Статья «Что значит ориентироваться в мышлении?» тесно связана с другим кантовским текстом, озаглавленным «Несколько замечаний к «Испытанию „Мендельсоновых Утренних часов“» Людвигом Генрихом Якобом» и вышедшим в качестве предисловия к книге Якоба в 1786 году. Якоб обратился к Канту в марте 1786 года с вопросом, верен ли слух, что Кант собирается написать что-то против Мендельсона. Если это не так, то он, Якоб, хотел бы взять на себя эту задачу. Кант ответил, что слух ложный, и поддержал намерение Якоба, даже пообещав ему внести свой вклад в книгу[1190]. Предисловие – исполнение этого обещания. Кант, по-видимому, послал его Якобу примерно в то же время, когда он послал «Что значит ориентироваться в мышлении?» Бистеру[1191]. Стало быть, он работал над обоими произведениями одновременно.

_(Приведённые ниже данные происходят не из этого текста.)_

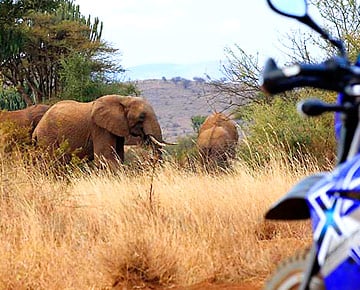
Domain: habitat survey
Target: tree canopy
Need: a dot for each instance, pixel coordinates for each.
(37, 39)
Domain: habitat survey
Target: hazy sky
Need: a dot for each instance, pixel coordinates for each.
(187, 31)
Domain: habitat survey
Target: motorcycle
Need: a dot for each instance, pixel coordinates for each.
(331, 200)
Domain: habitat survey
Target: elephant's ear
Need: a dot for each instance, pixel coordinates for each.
(109, 113)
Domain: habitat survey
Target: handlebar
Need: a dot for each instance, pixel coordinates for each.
(334, 74)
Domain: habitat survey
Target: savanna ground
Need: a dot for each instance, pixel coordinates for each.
(154, 228)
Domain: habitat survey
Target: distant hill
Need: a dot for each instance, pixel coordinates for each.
(168, 71)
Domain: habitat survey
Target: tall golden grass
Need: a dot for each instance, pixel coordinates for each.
(170, 226)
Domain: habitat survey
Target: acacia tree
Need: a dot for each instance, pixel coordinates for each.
(242, 69)
(38, 36)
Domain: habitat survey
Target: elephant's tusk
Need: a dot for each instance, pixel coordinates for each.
(157, 142)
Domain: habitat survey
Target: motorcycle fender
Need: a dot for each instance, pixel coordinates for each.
(293, 205)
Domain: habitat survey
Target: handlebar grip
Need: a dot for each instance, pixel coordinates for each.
(329, 75)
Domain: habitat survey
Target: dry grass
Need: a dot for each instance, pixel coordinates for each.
(99, 229)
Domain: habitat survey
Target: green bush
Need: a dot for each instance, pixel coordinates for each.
(11, 100)
(81, 84)
(276, 130)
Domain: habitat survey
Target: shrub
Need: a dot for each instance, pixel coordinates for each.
(277, 128)
(11, 100)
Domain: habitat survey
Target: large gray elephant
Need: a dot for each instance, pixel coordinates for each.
(28, 117)
(217, 140)
(98, 129)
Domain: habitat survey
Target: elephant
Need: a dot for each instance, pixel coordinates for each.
(28, 117)
(217, 140)
(97, 130)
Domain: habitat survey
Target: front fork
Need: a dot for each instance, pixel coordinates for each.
(312, 269)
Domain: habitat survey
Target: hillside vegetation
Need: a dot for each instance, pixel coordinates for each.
(176, 100)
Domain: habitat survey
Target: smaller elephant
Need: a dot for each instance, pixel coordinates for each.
(99, 129)
(217, 140)
(28, 117)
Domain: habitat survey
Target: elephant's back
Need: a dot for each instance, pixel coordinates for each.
(65, 118)
(213, 137)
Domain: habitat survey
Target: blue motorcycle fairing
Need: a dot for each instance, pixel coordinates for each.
(293, 205)
(346, 177)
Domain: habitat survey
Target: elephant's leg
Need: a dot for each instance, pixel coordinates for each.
(105, 147)
(120, 142)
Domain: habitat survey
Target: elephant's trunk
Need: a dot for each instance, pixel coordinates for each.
(159, 143)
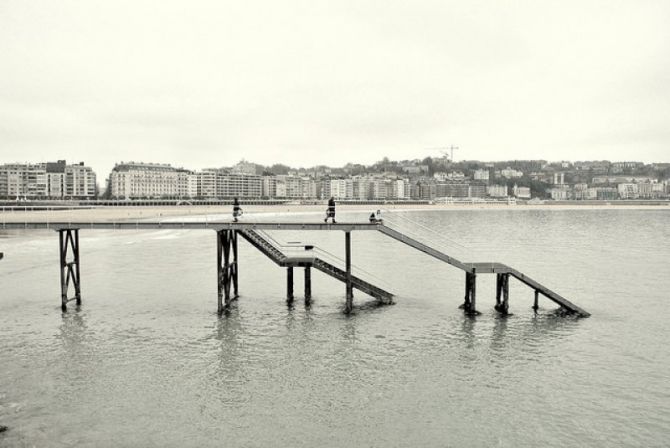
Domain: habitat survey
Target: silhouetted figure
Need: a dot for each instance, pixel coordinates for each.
(330, 213)
(237, 210)
(375, 218)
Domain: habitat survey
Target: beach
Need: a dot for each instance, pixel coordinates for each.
(224, 212)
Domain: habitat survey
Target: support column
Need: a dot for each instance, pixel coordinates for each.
(504, 307)
(498, 290)
(234, 264)
(226, 242)
(308, 284)
(289, 285)
(349, 287)
(469, 302)
(69, 270)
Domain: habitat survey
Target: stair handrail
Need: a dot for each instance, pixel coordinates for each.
(442, 240)
(355, 269)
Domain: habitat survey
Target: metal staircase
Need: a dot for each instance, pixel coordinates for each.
(485, 268)
(264, 245)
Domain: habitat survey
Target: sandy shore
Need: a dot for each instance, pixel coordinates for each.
(223, 212)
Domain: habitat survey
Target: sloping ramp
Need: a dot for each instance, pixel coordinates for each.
(273, 253)
(484, 268)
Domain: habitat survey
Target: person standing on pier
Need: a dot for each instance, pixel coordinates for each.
(237, 210)
(330, 213)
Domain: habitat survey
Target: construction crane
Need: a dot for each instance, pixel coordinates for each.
(444, 149)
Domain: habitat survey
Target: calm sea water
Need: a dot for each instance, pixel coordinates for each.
(147, 362)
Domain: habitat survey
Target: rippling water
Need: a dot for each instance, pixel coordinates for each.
(147, 362)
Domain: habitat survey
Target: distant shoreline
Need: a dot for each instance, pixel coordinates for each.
(222, 212)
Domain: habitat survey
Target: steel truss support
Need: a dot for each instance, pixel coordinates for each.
(226, 267)
(349, 285)
(308, 285)
(502, 293)
(289, 285)
(69, 269)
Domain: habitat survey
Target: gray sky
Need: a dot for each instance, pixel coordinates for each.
(207, 83)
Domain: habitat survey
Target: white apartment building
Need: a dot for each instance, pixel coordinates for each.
(146, 180)
(342, 188)
(521, 192)
(52, 180)
(294, 187)
(481, 175)
(497, 191)
(628, 191)
(509, 173)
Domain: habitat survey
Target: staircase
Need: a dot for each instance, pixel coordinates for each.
(276, 255)
(484, 268)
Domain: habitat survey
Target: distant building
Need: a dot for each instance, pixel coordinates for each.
(497, 191)
(521, 192)
(51, 180)
(509, 173)
(560, 193)
(143, 180)
(559, 178)
(481, 175)
(628, 191)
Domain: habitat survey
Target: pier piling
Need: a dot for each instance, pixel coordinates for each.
(69, 270)
(226, 243)
(349, 287)
(289, 285)
(308, 285)
(470, 300)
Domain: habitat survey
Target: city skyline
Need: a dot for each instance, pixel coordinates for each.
(323, 83)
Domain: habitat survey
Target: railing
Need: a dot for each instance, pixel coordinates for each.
(324, 255)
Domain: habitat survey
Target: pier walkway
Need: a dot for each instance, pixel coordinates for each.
(254, 233)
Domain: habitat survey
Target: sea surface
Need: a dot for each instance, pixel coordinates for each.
(146, 361)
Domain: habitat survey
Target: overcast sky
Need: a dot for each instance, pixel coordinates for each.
(207, 83)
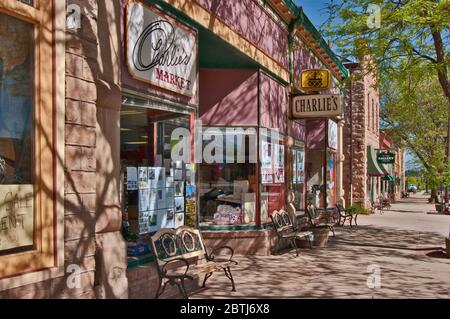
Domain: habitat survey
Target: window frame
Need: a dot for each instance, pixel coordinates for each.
(43, 256)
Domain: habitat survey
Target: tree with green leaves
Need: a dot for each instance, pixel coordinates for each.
(403, 37)
(414, 113)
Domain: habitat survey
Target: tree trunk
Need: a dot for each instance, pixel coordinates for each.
(445, 84)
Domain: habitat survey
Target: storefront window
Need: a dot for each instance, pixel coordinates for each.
(157, 188)
(27, 143)
(228, 177)
(298, 175)
(331, 179)
(17, 216)
(272, 195)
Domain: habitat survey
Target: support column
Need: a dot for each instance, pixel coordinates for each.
(340, 164)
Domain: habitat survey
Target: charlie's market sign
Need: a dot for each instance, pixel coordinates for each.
(386, 158)
(161, 51)
(317, 106)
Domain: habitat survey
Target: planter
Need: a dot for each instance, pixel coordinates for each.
(447, 245)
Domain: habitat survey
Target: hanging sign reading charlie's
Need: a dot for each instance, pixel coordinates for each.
(316, 80)
(161, 51)
(320, 106)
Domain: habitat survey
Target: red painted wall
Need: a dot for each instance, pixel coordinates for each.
(299, 130)
(251, 21)
(228, 97)
(274, 103)
(315, 134)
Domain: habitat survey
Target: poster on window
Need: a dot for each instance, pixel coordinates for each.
(16, 216)
(266, 163)
(279, 163)
(132, 178)
(300, 158)
(143, 177)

В предисловии затрагиваются те же проблемы, которые Кант поднял в статье «Что значит ориентироваться в мышлении?» Обращение Мендельсона к здравому смыслу ставит под сомнение само предприятие «Критики чистого разума». В частности, Кант критикует две «максимы» Мендельсона, а именно его утверждение, что все споры философских школ в конечном счете являются не чем иным, как спорами о словах, и его неоднократные попытки замолчать вопросы задолго до того, как они должным образом рассмотрены. Используя в качестве примера «старый спор о свободе и необходимости», Кант пытается показать, что Мендельсон неправ, называя его простым спором о словах. Это важный вопрос, пусть даже догматические философы-метафизики не в состоянии его разрешить. Чтобы показать, что Мендельсон слишком рано закрывает дискуссию по важным вопросам, Кант приводит отрывок из «Утренних часов», в котором Мендельсон пишет: «Когда я вам говорю, что некая вещь так-то действует или подвергается действию, то не спрашивайте далее, что она такое! Если я вам говорю, какое понятие вещи вы должны для себя сформировать, то дальнейший вопрос о том, чем является эта вещь сама в себе, не имеет смысла». Ссылаясь на собственную теорию, разработанную в «Метафизических началах естествознания», Кант указывает, что мы можем знать только пространство, вещи в пространстве, пространственность этих вещей и движение, то есть внешние отношения. Может ли Мендельсон или кто-либо другой на его месте действительно утверждать, что это то же самое, что знать вещь саму по себе? Ответ, утверждает Кант, может быть только отрицательным. Поэтому вопрос таки имеет смысл. Мы вправе спросить: «Чем является вещь, которая во всех этих отношениях выступает как субъект, сама по себе?»

Правда,

…если бы мы знали проявления какой-либо вещи, которые действительно были бы свойствами вещи в себе, то мы не имели бы права спрашивать, чем является эта вещь в себе, помимо ее свойств. Ибо в таком случае это есть именно то, что дается с помощью этих свойств [1192].